Talking with Mandy…a conversation about caring


Mandy could be you or it could be me. Mandy is not a real person but she could be. She could be anyone you know who is caring for a relative. Mandy’s father has dementia and is cared for by her mother.  Mandy is 48 and has a partner and two teenage boys. Mandy finds it helpful to meet with a Counselling Psychologist every two weeks to gain psychological support and understanding about dementia’s influence in her family. Each month I will bring you some ideas that arise from our conversations. I hope that Mandy will inspire you to ask questions of your own, receive some helpful information and prompt discussion with friends, family and helping professionals.

She’s burying her head in the sand

This week, Mandy is worried that her mother is not coping, that her mother is stressed and that she is at risk of ‘burn out’. Yet when she tries to bring up the idea of her mother asking for help, she is met with, ‘I’m fine’, ‘No need to worry’ and ‘I don’t know what you’re talking about.’

She describes her mother as, ‘burying her head in the sand’ a useful description of not wanting to notice something that is in front of you, often because it is too painful to really see. Mandy thinks that the only way for her mother to accept help would be if a crisis occurred, by that, she means her father having a fall and physically requiring more care than her mother could offer.

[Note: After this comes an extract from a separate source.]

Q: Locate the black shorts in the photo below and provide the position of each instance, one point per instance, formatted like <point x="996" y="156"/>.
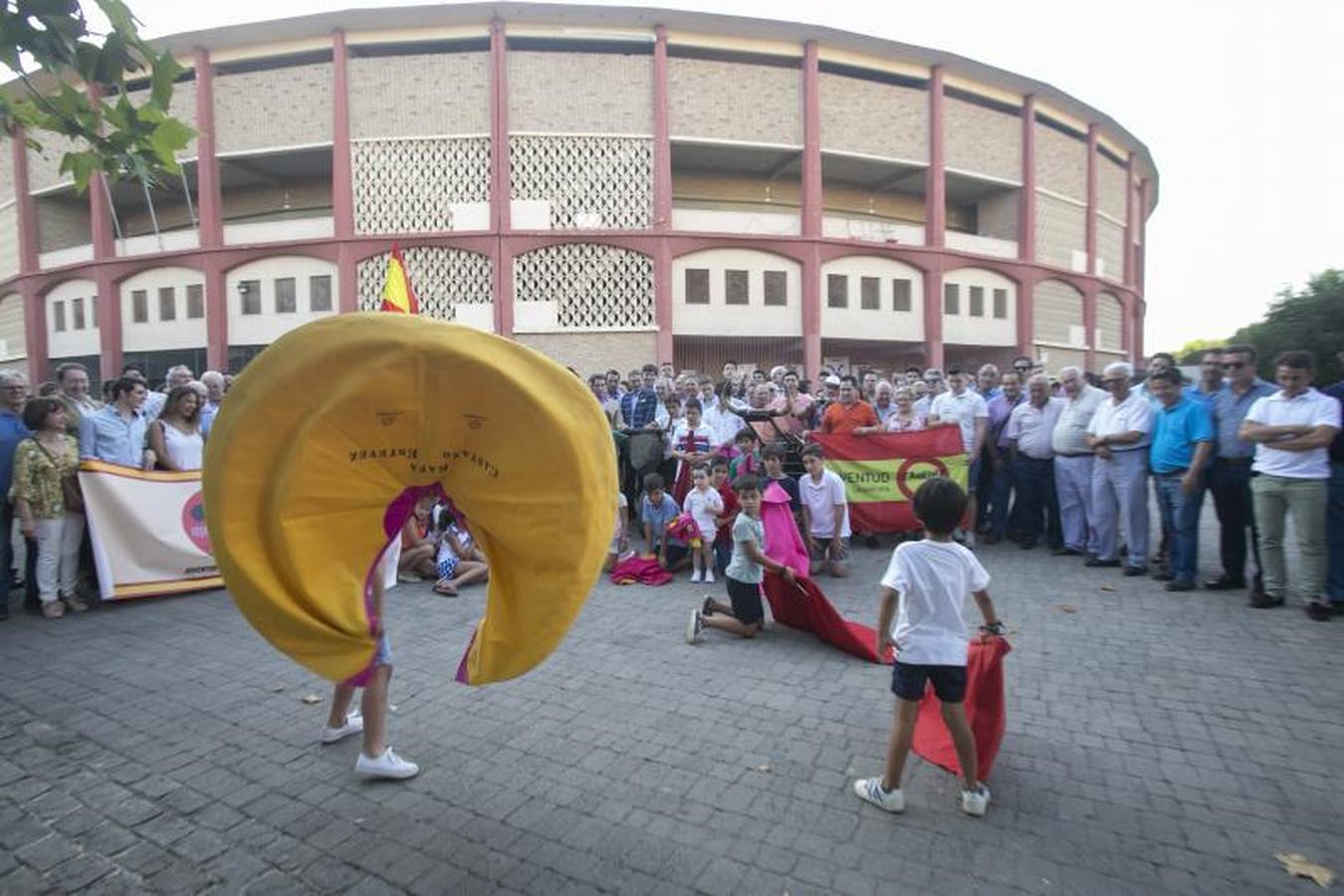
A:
<point x="909" y="681"/>
<point x="746" y="600"/>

Mandy and I explored various ideas around what prevents someone from seeking help when they most need it. In this context it is an interesting question, especially because older people do not readily access psychological therapy when they are a group most at need and according to research respond better to talking therapy than do younger people.

I shared with Mandy that sometimes it’s helpful to consider someone’s beliefs around seeking help. We explored these beliefs from three different contexts or perspectives:

Generational beliefs – Mandy described her mother as ‘stoic’ and of the ‘stiff upper lip’ generation. This idea most likely stems from older people who lived through war and adverse times and had a shared belief that there was not time to dwell on emotions or feelings. Practicalities came first above all else. To show emotion meant weakness.

Personal beliefs about failure – we all live with the fear of not doing well at something. Be it early on in our lives at school or in our relationships with work and family we receive messages that there is little room for error. We are driven by an idea that others may judge us for not being perfect and caring for our relatives is no different. Mandy thought that her mother worried that if she asked for help, other people would judge her as, ‘not being a good wife and not doing a good job in her role as carer.’

Finally, Mandy thought that there were some beliefs from the family that were preventing her mother from asking for help. Mandy’s own grandfather had been cared for by her grandmother and so there was an expected assumption that in this family you cared for your spouse. Ideas about duty are strong within this family and so Mandy’s mother continues to struggle in the hope that she upholds the family mantle.

We all make choices about caring for our loved ones and the help that we ask or don’t ask for. How we approach it is often influenced by our beliefs around caring. Ask yourself which beliefs around caring you are influenced by and how this impacts your caring relationships.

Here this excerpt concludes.